I don't feel like this is actually what NWOD/CofD really does. What they don't do is shoehorn IRL marginalized people into game rules and make them "classes" or "races." In some ways, I suppose you could argue this erases marginalized peoples (except they're prominently depicted in the fiction fluff) or reduces them down to "skins" that are applied to the rules as written. However, you could argue it the other way: anyone of any race, religion, creed, or gender identity can undergo the First Change, have an Awakening etc. and while the rules describe how the mechanics of their new existence work, the lore (especially in 2e) takes great pains to repeat as often as it can that to the degree that characters are aware of the mechanics, their own personal understanding of their new existence is subject to a lot of conjecture, experimentation, and has abundant room to be viewed through a specific cultural lens.

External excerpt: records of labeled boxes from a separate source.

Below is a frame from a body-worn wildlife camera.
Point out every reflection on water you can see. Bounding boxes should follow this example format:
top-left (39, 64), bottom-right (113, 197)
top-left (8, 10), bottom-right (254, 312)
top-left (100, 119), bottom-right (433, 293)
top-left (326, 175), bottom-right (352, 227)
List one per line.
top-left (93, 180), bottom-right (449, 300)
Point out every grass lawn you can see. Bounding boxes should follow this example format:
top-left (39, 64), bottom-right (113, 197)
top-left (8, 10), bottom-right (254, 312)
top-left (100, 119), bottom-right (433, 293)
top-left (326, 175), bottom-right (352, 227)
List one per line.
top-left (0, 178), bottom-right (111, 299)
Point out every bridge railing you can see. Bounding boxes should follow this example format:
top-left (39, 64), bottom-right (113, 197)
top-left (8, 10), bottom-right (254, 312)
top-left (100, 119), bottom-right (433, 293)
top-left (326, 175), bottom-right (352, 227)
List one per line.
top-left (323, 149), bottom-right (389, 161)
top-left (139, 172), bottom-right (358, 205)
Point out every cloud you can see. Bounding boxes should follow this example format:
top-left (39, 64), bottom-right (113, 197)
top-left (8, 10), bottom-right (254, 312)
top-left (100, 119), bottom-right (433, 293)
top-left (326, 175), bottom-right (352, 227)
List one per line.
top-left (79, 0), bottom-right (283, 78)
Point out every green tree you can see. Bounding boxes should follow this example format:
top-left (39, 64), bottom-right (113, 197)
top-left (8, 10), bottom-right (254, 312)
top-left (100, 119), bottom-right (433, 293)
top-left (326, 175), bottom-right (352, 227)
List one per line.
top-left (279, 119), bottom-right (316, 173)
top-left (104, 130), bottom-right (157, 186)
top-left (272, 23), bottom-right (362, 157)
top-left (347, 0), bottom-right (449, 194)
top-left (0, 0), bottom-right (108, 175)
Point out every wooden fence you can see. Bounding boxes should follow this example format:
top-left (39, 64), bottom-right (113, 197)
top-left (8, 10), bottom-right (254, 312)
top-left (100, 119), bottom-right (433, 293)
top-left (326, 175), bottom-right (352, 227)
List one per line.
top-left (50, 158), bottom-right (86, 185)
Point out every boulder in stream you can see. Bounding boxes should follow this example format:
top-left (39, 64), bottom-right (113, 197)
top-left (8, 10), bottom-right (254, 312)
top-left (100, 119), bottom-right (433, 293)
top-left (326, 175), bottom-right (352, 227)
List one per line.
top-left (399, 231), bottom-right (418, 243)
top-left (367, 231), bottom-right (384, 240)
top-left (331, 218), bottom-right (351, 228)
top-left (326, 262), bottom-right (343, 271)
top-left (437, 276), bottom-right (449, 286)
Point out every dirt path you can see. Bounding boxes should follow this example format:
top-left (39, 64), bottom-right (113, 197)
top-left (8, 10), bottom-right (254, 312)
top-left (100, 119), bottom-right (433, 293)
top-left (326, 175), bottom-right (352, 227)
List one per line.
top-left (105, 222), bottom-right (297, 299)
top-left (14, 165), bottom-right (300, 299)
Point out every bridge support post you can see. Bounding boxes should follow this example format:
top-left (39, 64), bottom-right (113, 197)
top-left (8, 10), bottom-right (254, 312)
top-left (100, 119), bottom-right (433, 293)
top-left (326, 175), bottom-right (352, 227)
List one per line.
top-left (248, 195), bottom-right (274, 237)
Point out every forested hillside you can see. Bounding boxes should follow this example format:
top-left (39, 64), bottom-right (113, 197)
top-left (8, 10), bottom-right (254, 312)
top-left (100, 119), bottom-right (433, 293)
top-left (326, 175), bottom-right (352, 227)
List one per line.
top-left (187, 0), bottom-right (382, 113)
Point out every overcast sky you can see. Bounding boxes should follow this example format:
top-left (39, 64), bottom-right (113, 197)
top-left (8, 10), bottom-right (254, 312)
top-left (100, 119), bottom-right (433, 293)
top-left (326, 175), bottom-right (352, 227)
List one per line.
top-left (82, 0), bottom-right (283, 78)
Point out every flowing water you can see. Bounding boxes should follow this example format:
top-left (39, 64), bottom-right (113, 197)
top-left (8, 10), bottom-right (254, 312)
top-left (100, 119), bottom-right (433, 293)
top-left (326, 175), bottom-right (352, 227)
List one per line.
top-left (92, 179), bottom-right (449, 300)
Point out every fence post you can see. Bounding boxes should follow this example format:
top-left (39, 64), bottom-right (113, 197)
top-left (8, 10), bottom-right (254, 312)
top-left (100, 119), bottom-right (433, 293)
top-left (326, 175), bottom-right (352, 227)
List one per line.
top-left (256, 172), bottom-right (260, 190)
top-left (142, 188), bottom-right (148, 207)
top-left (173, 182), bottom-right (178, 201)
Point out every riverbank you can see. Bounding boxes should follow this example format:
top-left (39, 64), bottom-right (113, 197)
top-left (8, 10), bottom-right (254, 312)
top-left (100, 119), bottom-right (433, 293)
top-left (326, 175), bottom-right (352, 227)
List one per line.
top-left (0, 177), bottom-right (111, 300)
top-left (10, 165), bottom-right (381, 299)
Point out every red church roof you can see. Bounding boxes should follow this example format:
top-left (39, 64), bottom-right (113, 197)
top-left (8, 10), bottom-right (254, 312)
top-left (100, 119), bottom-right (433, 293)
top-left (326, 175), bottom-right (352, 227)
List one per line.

In 2e especially the core "splats" are more oriented around representing particular tropes rather than specific cultural relationships and subjectively I think that's more respectful. A particular Mage Path can represent a particular cultural understanding of witchcraft if you want it to, but you can also opt out if it feels gross.
From a meta point of view, Onyx Path's commitment to trying to have authors with an authentic claim to the cultures they're writing about do the work places restrictions on how ambitious they can be with their portrayals of diversity. As a smallish contractor working for a large imprint that is not insignificant but doesn't have the market share to throw around that a Wizards of the Coast has, there are certain...shall we say....dirty deeds going into the sausage. If you want to correctly depict a people who represent a single digit percentage of the human population, then you need a writer from that community who is interested in writing horror fiction or horror game fluff and mechanics, is willing to do it for peanuts, and preferably won't get outed later as actually just wearing [subculture] face and generally being problematic.